The Kimberly Clark position, initiated in June 2008, had a total return of about 60 percent compared with a roughly 6 percent total return for the Russell 1000 Value Index over the same period.

"While Kimberly did not always provide a smooth ride, it was a profitable one," Buchwald said, "where patience and discipline were rewarded."

When they made the switch in June, Kimberly was selling near its all-time high, while P&G was selling near its lowest levels of the last six years, with the exception of the 2009 bear market. Though there are similarities between these two companies, historically, P&G has been considered higher quality, both in profitability and management, and often sold at a premium to most consumer-staple companies.

When the tables turned, Buchwald and Kline bought P&G and sold Kimberly Clark.

"We bought P&G just before [Bill] Ackman at Pershing Square started buying it, too. We were happy to see activists come in" during July to buy a P&G equity stake, said Buchwald, although activism is not Logan Capital's mandate. Ackman runs a $10 billion hedge fund that specializes in buying significant stakes and then advocating for change at top management or in corporate strategy to boost the stock price.

"When we buy something, we have to sell," he said. "We had owned Kimberly Clark for several years ... but that is our sell discipline."

The same goes for the international fund they run. In the second-quarter 2012 client letter, the portfolio managers explained their changes: selling Banco Santander, one of the world's largest banks but domiciled in Spain, with strong capital ratios and more than two-thirds of its business outside of Spain and continental Europe.

"The bank will be a survivor. Although we still believe that Santander will survive the [ongoing Eurozone] crisis in fairly good shape, the immediate visibility in terms of its dividend-paying capacity has become less clear, and we, therefore, decided to sell the stock."

For their new purchase, the money managers swapped into Canadian banks. Bloomberg recently ranked Canadian Imperial Bank the third-strongest bank in the world.
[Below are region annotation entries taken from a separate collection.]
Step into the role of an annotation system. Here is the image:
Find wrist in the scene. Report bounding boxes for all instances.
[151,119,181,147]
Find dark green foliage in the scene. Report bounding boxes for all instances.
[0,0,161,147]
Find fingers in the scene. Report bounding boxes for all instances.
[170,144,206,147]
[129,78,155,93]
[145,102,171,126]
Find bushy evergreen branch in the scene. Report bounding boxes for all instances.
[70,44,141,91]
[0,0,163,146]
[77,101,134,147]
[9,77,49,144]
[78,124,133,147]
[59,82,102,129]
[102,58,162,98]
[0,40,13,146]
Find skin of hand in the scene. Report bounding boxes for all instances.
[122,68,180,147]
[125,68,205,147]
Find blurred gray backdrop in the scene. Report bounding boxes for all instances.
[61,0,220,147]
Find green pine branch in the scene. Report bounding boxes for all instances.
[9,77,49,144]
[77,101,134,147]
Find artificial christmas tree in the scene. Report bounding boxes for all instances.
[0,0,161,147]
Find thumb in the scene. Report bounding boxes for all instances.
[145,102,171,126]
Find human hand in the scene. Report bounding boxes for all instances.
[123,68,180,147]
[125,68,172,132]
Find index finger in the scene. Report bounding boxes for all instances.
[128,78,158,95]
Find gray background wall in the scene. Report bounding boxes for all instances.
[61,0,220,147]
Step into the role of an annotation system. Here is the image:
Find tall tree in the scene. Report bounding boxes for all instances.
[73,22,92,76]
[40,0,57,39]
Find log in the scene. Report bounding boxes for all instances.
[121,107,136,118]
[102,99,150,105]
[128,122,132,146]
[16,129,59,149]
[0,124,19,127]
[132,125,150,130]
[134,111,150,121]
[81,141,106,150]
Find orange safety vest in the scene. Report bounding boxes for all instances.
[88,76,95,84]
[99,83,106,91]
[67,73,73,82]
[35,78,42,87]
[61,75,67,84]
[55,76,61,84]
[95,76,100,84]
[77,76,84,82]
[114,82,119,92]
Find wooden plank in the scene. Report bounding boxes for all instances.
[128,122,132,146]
Royal Bank of Canada, which they also own in the international fund, last week unexpectedly raised its dividend 5 percent, to 60 cents a share.

At the time of purchase, Canadian Imperial had a dividend yield of 5 percent and was selling at nine times earnings.

"The one shortcoming of the Canadian banks, in general, is the future growth rate for earnings is expected to be only mid-single digits," the portfolio managers said. "However, we believe that low expectations are fully reflected in the price."